MEDICAL DISTRICT — Don’t let the white lab coat fool you. Dr. Djaja Doel Soejarto can navigate the outdoors just as well as he can a pharmaceutical research lab.

Soejarto is the director of the Dorothy Bradley Atkins Medicinal Garden — a small garden on the southeast corner of Polk and Wood Streets on the University of Illinois Chicago’s West Campus.

The garden — which boasts more than 200 species of medicinal plants — will be the centerpiece of a celebratory event at the campus on Friday from 10 a.m. to 3 p.m.
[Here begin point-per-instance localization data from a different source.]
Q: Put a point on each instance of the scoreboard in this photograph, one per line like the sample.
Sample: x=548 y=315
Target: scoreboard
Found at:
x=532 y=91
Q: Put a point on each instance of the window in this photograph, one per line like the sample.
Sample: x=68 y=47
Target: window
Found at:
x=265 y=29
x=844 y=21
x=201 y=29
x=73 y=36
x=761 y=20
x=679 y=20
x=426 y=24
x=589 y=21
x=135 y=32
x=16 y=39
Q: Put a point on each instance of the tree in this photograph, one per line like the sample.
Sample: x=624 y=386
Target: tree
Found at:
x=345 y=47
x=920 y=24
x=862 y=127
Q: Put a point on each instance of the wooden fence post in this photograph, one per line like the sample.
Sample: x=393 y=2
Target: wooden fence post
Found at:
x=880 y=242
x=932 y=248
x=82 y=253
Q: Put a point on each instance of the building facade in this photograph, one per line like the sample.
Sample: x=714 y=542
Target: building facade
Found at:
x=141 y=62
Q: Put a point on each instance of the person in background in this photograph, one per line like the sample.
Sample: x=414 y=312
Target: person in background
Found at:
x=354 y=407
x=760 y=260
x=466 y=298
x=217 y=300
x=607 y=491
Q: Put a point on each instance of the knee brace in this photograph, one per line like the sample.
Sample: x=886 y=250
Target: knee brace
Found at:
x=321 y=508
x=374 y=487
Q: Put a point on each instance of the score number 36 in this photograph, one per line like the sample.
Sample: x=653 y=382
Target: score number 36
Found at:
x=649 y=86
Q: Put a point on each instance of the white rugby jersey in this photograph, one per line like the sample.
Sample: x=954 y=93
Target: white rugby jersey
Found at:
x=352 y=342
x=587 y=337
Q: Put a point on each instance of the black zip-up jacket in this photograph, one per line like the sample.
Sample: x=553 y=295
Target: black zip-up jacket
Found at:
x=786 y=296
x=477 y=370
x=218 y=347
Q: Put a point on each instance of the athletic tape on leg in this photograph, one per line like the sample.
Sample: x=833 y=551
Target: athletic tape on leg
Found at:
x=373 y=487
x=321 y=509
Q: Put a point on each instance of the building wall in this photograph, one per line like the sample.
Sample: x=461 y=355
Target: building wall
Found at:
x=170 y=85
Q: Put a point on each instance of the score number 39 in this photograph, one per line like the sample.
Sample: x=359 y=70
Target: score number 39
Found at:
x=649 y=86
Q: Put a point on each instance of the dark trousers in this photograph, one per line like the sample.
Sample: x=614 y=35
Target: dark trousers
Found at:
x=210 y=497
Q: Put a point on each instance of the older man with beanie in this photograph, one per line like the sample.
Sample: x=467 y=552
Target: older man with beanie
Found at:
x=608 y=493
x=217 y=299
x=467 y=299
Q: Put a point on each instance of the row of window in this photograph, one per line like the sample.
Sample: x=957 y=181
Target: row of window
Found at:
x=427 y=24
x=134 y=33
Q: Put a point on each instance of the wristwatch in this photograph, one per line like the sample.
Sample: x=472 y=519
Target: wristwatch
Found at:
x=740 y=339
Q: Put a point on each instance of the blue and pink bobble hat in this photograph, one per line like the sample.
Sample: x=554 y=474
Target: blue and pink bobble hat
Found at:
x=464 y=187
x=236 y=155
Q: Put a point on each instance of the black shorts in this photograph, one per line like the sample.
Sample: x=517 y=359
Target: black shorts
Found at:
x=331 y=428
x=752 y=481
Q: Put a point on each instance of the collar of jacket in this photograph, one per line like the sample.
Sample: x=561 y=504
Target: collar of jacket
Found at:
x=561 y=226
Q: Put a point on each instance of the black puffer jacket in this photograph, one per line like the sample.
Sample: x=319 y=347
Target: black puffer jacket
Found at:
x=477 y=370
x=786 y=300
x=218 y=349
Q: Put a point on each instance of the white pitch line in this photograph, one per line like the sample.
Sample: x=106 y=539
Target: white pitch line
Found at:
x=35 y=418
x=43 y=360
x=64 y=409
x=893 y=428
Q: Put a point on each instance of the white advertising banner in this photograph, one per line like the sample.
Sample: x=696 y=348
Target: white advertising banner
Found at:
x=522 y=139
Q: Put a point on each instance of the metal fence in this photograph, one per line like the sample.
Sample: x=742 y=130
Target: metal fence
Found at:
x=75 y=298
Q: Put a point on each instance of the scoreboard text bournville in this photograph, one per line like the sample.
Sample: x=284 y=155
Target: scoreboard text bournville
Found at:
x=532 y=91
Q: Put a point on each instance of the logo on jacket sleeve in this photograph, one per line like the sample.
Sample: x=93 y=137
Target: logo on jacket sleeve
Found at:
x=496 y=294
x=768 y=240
Volunteer guides will bring visitors through the garden, and Barbara Timmerman, a distinguished professor of medicinal chemistry at the University of Kansas, will give the event’s keynote lecture at noon.

“Many people have heard about medicinal plants, but many have not seen the plants,” said Soejarto, who is also a professor of pharmacognosy at UIC. “They will have a better understanding of the medicinal property and the scientific value of the plant.”

Soejarto said many of the plants in the garden can be found in drugs that are used in hospitals every day for cancer, heart disease and menopause.

Despite the garden’s many medicinal features, Soejarto cautions against self-prescribing a plant for an ailment.

“Many of the plants that produce drugs actually are a poison,” said Soejarto. “It is medicine in a dose that is regulated, but when you take too much, it can kill you. You have to watch out.”

For a mini-tour of the garden and its most hardworking plants, watch the video here:



Entry filed under: To Your Health!.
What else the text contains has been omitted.